Pero no lo hicieron, y esa tozudez es lo que pasa al primer plano. Lleva a la inevitable pregunta sobre cuáles son las razones por las cuales esos políticos, contra viento y marea, desean pagar unos 900 millones de dólares a un consorcio privado. Una tozudez que es tan estridente como para que todos la vean.
El remolino gubernamental
El cancelar la obra en Arazatí, como se indicó arriba, es positivo. También es un avance que se anuncie que la gestión de las futuras obras estará en manos de OSE, con lo cual se esquiva una inconstitucionalidad. Pero el contrato no se declaró nulo, y eso era lo que se reclamaba. Esta es una limitación que puede ser entendible, tal vez para evitar pagar multas, pero se cae en una situación legal muy vidriosa al esquivarse el llamado a una nueva licitación.

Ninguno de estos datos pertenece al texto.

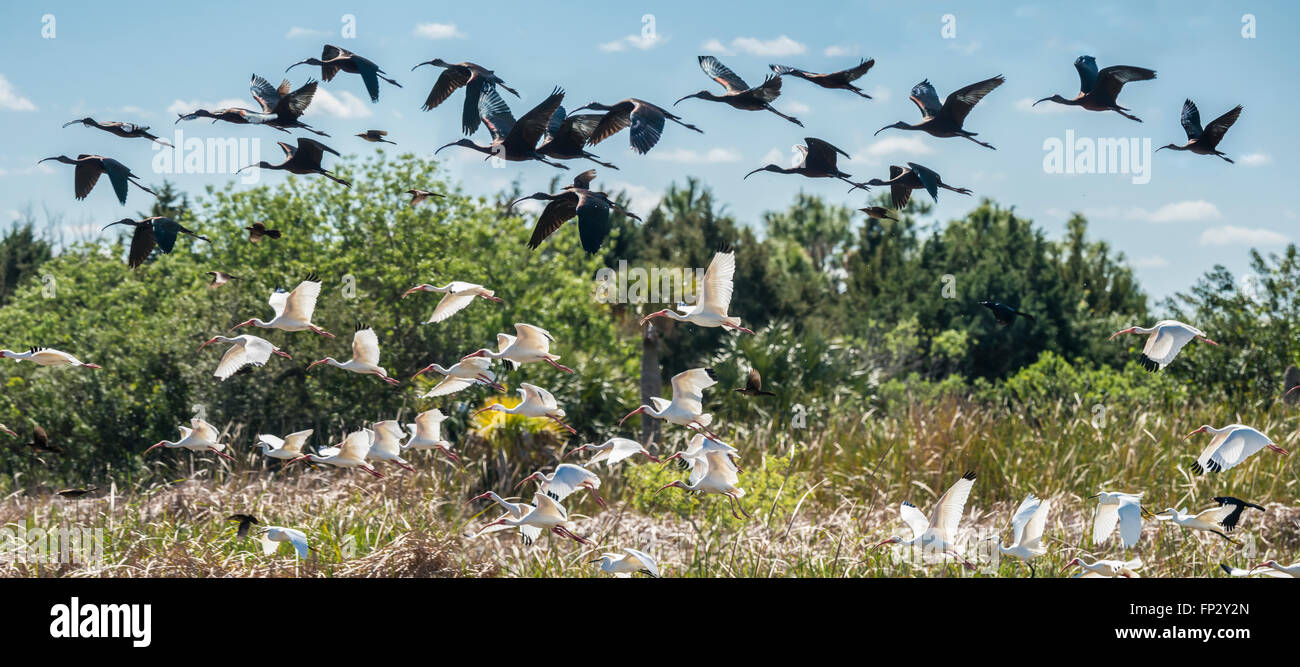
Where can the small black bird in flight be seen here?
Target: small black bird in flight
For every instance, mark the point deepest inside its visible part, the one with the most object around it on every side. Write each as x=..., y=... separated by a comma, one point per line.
x=754, y=385
x=1230, y=520
x=1004, y=315
x=246, y=520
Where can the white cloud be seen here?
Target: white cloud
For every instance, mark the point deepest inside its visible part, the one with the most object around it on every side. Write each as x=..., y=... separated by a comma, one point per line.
x=781, y=46
x=1255, y=159
x=438, y=31
x=345, y=105
x=9, y=98
x=1235, y=235
x=689, y=156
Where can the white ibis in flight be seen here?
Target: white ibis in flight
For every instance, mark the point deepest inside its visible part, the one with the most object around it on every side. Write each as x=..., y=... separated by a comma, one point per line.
x=46, y=356
x=715, y=293
x=564, y=481
x=456, y=297
x=247, y=349
x=460, y=375
x=199, y=437
x=287, y=447
x=627, y=564
x=529, y=343
x=350, y=454
x=1164, y=341
x=687, y=407
x=1028, y=522
x=1099, y=90
x=334, y=60
x=1230, y=446
x=937, y=533
x=365, y=356
x=536, y=402
x=427, y=433
x=611, y=451
x=293, y=310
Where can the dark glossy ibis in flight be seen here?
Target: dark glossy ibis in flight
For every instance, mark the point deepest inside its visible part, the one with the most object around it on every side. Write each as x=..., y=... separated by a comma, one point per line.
x=282, y=105
x=566, y=135
x=90, y=167
x=739, y=94
x=902, y=181
x=1204, y=142
x=376, y=137
x=1097, y=90
x=473, y=78
x=334, y=59
x=646, y=121
x=841, y=79
x=945, y=120
x=592, y=209
x=754, y=385
x=126, y=130
x=1004, y=315
x=514, y=141
x=306, y=159
x=818, y=161
x=151, y=232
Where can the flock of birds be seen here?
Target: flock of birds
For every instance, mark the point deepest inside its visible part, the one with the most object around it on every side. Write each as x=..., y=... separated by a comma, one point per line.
x=550, y=135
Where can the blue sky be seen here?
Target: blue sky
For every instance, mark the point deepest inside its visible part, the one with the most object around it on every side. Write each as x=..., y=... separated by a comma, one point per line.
x=144, y=63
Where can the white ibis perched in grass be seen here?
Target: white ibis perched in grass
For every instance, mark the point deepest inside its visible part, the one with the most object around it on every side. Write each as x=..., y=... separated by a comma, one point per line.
x=1204, y=141
x=150, y=233
x=841, y=79
x=126, y=130
x=293, y=310
x=456, y=297
x=546, y=515
x=1122, y=509
x=611, y=451
x=388, y=444
x=902, y=181
x=564, y=481
x=646, y=121
x=528, y=533
x=1230, y=446
x=1028, y=522
x=46, y=356
x=687, y=407
x=247, y=349
x=739, y=94
x=945, y=120
x=536, y=402
x=592, y=209
x=350, y=454
x=512, y=141
x=529, y=343
x=199, y=437
x=473, y=78
x=715, y=293
x=625, y=564
x=1164, y=341
x=1106, y=568
x=89, y=169
x=334, y=60
x=714, y=472
x=818, y=160
x=460, y=375
x=937, y=533
x=1099, y=90
x=427, y=433
x=1207, y=520
x=287, y=447
x=365, y=356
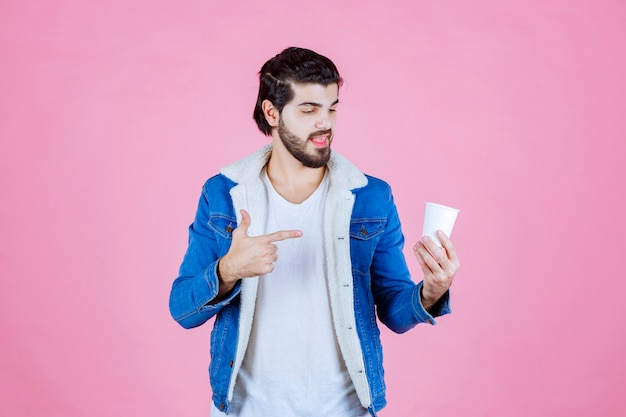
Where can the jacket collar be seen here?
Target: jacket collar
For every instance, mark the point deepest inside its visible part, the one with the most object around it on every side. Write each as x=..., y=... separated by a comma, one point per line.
x=341, y=171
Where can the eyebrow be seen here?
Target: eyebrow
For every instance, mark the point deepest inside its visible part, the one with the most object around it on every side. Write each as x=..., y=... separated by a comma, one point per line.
x=310, y=103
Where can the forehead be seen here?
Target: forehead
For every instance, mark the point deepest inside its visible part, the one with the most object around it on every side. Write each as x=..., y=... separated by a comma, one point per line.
x=314, y=93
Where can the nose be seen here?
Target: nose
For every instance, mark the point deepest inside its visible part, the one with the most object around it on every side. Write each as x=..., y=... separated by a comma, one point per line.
x=323, y=123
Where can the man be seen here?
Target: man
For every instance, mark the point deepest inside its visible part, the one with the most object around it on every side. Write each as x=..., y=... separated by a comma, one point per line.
x=291, y=249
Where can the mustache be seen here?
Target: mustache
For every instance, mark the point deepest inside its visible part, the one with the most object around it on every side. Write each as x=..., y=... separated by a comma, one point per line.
x=328, y=132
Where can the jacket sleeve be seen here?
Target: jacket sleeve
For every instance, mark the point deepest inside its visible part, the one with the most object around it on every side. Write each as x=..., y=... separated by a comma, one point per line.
x=396, y=296
x=197, y=283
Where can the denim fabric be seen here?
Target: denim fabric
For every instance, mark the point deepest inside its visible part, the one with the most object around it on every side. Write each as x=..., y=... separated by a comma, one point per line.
x=379, y=274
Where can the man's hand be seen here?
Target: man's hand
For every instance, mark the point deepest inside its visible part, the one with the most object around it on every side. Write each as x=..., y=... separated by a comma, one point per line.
x=250, y=256
x=439, y=266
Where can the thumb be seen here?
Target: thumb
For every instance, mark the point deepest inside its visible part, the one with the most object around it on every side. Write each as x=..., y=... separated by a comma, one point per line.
x=242, y=228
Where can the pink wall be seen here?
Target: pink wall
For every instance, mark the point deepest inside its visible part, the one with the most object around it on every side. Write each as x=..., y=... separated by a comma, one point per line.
x=112, y=114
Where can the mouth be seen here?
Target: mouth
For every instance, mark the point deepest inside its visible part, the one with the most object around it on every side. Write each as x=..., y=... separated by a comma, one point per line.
x=320, y=139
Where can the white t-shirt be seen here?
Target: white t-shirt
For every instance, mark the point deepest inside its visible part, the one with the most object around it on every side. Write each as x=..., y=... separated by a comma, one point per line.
x=293, y=366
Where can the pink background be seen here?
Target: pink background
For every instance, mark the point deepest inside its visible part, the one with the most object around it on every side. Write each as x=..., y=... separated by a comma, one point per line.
x=113, y=113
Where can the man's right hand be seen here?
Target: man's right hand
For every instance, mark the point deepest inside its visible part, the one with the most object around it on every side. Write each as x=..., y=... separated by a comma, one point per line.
x=250, y=256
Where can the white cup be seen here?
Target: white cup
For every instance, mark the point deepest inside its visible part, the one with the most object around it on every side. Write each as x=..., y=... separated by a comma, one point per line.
x=438, y=217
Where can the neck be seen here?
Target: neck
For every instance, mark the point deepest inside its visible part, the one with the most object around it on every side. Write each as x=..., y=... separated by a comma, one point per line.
x=292, y=180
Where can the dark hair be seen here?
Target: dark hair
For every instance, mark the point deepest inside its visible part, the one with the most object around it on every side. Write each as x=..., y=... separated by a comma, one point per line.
x=293, y=65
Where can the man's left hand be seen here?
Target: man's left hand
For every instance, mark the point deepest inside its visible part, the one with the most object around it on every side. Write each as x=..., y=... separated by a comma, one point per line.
x=439, y=266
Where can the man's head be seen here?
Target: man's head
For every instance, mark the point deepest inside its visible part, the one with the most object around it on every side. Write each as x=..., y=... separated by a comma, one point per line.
x=279, y=74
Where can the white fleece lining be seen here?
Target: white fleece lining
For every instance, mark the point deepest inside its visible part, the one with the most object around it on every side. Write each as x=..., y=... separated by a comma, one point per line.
x=249, y=194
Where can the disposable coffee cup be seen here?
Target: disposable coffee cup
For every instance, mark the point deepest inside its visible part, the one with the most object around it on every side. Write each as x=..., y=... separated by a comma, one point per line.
x=438, y=217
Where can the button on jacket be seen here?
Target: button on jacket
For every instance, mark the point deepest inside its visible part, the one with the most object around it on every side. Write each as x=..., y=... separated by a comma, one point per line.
x=365, y=268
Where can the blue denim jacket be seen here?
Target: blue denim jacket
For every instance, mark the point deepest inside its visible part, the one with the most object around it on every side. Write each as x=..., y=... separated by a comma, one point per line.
x=366, y=268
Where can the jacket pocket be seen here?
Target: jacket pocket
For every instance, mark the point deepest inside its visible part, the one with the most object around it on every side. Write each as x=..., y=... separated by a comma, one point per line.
x=364, y=236
x=222, y=225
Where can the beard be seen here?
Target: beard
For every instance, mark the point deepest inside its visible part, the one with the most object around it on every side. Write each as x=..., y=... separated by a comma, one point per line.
x=315, y=158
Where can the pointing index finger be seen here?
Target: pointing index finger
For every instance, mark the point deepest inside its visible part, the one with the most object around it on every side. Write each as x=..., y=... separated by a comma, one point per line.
x=282, y=235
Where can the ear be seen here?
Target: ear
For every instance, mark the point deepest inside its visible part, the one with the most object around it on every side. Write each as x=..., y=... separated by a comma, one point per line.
x=271, y=113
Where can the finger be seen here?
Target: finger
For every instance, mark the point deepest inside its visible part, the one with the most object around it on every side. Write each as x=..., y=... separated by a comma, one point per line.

Pero el gobierno (y el Frente Amplio) siguen atrapados ante problemas muy serios. No se saben cuáles serán las acciones para efectivamente descontaminar la cuenca del Río Santa Lucía, posiblemente la más afectada del país. Sumarle plantas de potabilización o represas, sin mejorar la calidad de sus aguas, es muy cuestionable. Tampoco se anunció un plan enérgico de reparaciones de las cañerías de OSE en el área metropolitana. Agregar nuevas obras para que aproximadamente el 40 % del agua se pierda, es mas que un sinsentido, es un pecado. No contamos con un protocolo para enfrentar una sequía, lo que sería indispensable porque todas esas obras llevarán años. Finalmente, los espacios de consulta ciudadana referidos al agua y otros temas ambientales, siguen sin funcionar. Todo esto enmarcado en que la política ambiental del nuevo gobierno sigue siendo una incógnita.
Lastimosamente, ninguno de estos temas está en el primer plano del debate partidario de estos días, como si los políticos, de un lado o del otro, no los comprendieran. Las aguas siguen entreveradas.